From: Addison Phillips [GSC] (
Date: Tue Apr 11 2000 - 14:55:28 EDT

Hi Suzanne,

Javascript based sites are essentially HTML sites, so the encoding is either
in the http header or in a META tag (or non-existant). A META tag is
problematic because it forces the browser's parser to re-read the page from
the beginning, scrapping any data that was previously interpreted and
restarting the Javascript parser (if you've already starting processing a
script). Non-existant is bad for the obvious reasons. The best place for
such a tag is in the http header (where it is essentially invisible to the
end-user: you won't see it when viewing the page source).

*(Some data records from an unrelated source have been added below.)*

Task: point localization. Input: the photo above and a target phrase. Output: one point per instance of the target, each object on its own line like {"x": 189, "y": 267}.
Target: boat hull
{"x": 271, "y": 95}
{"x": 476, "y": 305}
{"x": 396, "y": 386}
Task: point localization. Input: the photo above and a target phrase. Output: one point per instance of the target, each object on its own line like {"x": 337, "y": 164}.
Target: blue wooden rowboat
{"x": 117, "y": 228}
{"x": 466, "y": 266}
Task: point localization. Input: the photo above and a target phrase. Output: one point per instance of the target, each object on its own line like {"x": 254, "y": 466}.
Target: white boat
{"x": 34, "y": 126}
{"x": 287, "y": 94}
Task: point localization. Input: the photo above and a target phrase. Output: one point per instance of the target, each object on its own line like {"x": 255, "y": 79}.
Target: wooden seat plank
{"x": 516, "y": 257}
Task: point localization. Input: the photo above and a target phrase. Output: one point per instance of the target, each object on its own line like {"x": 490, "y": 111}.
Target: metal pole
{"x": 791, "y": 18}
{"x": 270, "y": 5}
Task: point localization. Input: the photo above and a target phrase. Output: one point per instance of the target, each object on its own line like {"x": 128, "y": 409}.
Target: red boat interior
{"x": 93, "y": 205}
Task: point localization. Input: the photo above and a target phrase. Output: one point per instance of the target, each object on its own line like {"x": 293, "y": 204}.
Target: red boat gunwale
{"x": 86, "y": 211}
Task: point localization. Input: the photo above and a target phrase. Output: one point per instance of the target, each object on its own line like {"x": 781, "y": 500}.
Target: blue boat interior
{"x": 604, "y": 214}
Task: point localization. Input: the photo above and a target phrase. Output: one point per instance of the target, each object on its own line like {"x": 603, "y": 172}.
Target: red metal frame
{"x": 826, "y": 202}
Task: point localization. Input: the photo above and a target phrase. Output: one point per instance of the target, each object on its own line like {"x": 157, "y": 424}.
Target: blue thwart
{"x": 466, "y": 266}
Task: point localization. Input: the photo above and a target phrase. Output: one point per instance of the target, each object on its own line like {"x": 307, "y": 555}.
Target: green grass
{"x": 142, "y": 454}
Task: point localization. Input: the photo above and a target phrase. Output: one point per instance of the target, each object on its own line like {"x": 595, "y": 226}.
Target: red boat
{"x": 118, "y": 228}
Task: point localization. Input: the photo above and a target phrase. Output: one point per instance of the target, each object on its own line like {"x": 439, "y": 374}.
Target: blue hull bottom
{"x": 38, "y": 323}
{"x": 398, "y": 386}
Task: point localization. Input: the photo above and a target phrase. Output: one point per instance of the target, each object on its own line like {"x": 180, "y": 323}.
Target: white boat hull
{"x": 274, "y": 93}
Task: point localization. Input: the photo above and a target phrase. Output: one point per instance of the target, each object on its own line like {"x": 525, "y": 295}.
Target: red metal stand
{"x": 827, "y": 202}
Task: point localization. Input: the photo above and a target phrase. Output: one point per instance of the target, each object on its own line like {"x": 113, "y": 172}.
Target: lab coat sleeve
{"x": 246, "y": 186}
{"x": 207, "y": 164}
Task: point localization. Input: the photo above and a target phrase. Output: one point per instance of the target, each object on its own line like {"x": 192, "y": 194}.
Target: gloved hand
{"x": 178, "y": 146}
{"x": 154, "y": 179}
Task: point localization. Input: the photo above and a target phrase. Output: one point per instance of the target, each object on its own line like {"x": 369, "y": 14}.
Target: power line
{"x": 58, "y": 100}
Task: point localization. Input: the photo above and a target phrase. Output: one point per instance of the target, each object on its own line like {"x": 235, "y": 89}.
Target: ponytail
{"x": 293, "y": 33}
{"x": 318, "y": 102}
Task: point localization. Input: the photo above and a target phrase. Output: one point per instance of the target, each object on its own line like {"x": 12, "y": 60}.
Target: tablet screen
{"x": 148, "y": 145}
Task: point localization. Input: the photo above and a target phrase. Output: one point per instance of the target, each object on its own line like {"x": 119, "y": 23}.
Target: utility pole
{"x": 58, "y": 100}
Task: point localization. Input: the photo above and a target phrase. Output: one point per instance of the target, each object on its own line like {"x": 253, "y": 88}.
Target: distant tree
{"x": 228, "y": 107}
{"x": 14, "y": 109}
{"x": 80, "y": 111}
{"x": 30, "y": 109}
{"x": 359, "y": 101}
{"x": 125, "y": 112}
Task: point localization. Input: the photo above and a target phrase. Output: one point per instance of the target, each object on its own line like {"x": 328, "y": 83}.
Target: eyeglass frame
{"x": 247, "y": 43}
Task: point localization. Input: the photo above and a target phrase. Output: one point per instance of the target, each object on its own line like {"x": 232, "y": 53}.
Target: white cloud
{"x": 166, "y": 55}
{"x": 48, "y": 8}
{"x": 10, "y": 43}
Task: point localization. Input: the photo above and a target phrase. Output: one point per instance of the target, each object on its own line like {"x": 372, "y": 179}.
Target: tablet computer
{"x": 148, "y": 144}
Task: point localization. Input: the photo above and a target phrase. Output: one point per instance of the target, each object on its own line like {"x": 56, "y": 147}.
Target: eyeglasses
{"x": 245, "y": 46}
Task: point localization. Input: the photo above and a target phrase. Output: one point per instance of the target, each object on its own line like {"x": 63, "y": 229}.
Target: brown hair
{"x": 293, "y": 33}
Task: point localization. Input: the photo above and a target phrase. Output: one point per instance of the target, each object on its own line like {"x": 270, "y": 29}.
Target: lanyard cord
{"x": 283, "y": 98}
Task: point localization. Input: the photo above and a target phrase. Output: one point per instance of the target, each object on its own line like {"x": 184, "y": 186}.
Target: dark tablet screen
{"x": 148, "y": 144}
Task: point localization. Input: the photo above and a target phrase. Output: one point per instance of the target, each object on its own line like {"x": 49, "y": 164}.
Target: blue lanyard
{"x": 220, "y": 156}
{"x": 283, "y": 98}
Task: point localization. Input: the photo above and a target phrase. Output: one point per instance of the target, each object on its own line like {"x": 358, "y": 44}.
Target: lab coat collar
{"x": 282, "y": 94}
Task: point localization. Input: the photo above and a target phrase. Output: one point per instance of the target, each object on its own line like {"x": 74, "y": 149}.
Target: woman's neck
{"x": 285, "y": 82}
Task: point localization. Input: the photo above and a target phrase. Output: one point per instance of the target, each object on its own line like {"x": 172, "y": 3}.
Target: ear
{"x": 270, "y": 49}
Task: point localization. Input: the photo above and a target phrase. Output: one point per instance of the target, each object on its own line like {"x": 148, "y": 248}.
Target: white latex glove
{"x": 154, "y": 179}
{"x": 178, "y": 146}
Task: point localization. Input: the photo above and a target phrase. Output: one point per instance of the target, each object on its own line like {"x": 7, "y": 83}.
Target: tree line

XML uses this tag to indicate how to translate the file:

<? XML version=1.0 encoding="Big5"?>

Note that XML is natively Unicode by definition [although most XML books are
amusingly silent about what that means: my copy of The XML Handbook, for
example, says that XML is in Unicode and that there is an encoding called
UTF-8 which is compatible with ASCII...... but frustratingly, it doesn't say
what "XML is in Unicode" *means* in terms of actual disk file encoding or
internal parsing... it turns out that most parsers use UCS-4 or UTF-16 in
their rendering engine and smart implementers use UTF-8 when storing the
actual XML files on disk. Yes, you have to declare the encoding for UTF-8.
Byte Order Marks--0xFFFE--are the order of the day for UTF-16 files].

The encoding is how to decipher the disk file to make it into your parser's
internal "Unicode" [I'm grossly oversimplifying here, of course]. The XML
experts on this list can describe this process much more succinctly than I
can, probably...